Home of the Innocents Health Care Center Abuse and Neglect Attorneys

Home of the Innocents Health Care CenterDo you suspect that your young loved one is being mistreated, abused, or neglected while residing in a Jefferson County Health Care Center? If so, it is essential to contact the Kentucky Nursing Home Law Center attorneys now for immediate legal intervention. Our team of lawyers has handled cases just like yours and can help your family too.

We will use our courtroom experience and comprehensive understanding of Kentucky tort law to ensure your family will be adequately compensated for your damages. We will use criminal law to ensure that those who responsible for causing the harm will be held legally accountable. Let us begin working on your case today to ensure justice is served.

Home of the Innocents Health Care Center

This nursing home is a "not for profit" center providing cares and services to residents of Louisville and Jefferson County, Kentucky.

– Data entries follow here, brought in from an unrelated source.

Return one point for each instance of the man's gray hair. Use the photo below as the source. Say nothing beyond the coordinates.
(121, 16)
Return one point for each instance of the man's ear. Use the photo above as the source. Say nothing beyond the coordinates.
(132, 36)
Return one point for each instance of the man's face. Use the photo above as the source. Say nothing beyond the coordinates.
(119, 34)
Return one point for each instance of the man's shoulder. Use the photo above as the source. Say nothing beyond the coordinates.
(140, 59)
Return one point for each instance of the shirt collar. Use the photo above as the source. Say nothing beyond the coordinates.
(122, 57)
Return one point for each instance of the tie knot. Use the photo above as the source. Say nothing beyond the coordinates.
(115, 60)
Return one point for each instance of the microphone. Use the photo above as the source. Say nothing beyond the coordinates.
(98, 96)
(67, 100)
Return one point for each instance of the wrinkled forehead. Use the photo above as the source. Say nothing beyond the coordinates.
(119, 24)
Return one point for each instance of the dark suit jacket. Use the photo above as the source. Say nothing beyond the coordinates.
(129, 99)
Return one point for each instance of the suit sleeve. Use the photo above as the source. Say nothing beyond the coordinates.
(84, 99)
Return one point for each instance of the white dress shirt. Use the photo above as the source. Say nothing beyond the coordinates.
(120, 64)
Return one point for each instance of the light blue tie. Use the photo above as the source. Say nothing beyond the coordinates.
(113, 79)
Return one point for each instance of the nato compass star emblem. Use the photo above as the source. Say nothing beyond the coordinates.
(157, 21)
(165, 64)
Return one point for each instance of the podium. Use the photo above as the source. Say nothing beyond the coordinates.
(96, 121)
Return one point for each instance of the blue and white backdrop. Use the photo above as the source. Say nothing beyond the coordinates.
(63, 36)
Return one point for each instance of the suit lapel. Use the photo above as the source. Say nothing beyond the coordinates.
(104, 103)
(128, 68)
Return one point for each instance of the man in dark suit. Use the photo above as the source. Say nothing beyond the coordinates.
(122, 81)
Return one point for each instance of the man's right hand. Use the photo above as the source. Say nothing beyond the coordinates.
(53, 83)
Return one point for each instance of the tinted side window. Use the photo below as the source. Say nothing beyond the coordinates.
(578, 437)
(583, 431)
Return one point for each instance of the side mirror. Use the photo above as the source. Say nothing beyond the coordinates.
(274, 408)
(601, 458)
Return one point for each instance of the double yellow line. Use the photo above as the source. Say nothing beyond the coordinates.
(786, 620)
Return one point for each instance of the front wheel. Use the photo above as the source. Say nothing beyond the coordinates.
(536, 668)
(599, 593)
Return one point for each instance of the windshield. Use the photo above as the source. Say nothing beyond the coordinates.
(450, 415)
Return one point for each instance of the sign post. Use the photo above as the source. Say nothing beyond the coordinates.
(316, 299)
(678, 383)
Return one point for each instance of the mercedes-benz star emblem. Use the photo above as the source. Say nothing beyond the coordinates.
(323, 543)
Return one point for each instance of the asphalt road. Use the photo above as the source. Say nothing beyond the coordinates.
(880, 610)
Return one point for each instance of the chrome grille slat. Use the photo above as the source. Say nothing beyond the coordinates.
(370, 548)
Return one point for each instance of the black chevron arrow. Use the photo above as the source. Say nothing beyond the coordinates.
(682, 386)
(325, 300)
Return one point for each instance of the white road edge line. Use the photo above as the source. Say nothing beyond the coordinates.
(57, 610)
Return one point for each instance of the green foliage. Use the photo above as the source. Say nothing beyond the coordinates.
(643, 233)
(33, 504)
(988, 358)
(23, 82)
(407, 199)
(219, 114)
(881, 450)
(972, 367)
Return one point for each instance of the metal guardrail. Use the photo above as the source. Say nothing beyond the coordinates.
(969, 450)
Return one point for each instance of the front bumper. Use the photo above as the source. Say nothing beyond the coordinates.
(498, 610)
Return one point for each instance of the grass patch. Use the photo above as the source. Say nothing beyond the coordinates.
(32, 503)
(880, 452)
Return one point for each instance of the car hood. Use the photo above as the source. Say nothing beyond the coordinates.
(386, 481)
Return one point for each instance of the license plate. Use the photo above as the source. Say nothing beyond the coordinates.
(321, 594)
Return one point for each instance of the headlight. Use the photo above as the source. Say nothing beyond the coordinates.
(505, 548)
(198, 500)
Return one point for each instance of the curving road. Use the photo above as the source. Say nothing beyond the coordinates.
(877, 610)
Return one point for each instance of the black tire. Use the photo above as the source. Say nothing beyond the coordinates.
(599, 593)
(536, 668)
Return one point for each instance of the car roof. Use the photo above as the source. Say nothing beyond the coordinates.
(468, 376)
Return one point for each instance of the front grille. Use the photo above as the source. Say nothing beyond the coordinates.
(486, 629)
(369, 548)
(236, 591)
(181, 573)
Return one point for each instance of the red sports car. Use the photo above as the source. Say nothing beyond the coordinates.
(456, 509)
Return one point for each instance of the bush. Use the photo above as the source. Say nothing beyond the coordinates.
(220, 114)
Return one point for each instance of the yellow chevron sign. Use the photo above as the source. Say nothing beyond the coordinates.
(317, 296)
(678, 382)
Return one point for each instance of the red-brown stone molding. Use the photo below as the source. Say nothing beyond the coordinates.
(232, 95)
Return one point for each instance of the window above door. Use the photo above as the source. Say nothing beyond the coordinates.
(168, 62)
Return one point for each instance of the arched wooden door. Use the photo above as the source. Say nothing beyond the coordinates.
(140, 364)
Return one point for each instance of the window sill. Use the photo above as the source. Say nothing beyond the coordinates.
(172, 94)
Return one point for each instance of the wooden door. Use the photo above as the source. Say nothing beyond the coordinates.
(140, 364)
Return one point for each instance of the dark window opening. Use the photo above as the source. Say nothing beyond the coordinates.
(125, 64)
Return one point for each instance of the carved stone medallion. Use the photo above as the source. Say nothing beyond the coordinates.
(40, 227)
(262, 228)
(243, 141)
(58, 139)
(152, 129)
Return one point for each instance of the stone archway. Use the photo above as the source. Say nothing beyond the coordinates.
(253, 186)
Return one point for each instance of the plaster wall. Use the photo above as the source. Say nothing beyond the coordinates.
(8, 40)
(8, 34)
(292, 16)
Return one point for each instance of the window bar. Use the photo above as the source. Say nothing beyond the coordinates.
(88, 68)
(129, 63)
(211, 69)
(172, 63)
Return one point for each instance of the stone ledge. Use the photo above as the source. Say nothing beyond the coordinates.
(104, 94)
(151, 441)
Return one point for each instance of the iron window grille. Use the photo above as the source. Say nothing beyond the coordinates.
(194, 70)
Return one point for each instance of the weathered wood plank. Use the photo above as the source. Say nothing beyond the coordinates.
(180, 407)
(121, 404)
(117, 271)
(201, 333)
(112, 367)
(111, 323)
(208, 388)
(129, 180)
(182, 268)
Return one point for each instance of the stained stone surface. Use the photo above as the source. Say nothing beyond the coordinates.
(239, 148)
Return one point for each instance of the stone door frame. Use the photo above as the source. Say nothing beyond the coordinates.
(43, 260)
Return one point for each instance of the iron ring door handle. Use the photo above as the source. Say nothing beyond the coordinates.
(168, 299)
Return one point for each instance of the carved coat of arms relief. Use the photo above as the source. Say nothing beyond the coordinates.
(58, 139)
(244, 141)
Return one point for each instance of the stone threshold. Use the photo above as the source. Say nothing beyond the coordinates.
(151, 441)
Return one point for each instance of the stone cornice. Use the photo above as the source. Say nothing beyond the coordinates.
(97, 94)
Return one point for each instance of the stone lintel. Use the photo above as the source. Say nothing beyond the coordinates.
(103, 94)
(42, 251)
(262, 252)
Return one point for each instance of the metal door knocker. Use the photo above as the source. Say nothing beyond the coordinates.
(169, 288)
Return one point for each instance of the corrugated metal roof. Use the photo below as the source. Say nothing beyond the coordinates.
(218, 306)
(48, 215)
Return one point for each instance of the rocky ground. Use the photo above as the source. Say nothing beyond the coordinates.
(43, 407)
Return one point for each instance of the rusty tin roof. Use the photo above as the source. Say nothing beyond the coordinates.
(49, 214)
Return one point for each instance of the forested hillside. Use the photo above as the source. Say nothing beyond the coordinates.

The Medicare/Medicaid-participating 76-certified bed nursing facility is located at:

1100 East Market Street
Louisville, Kentucky, 40206
(502) 596-1000
Home of the Innocents Health Care Center

In addition to providing 24/7 care, Home of the Innocents provides other services including:

  • Around-the-clock primary care
  • Respite care
  • Therapy programs
  • Ventilator support
  • Emergency shelter
  • Residential treatments including one on one therapy
  • Field trips
Fined $13,627 for substandard care

Financial Penalties and Violations

The state and federal investigators have the legal authority to penalize any facility that has been cited for a serious violation that harmed or could have harmed in nursing center resident. Typically, these penalties include imposed monetary fines and denial of payment for Medicare services.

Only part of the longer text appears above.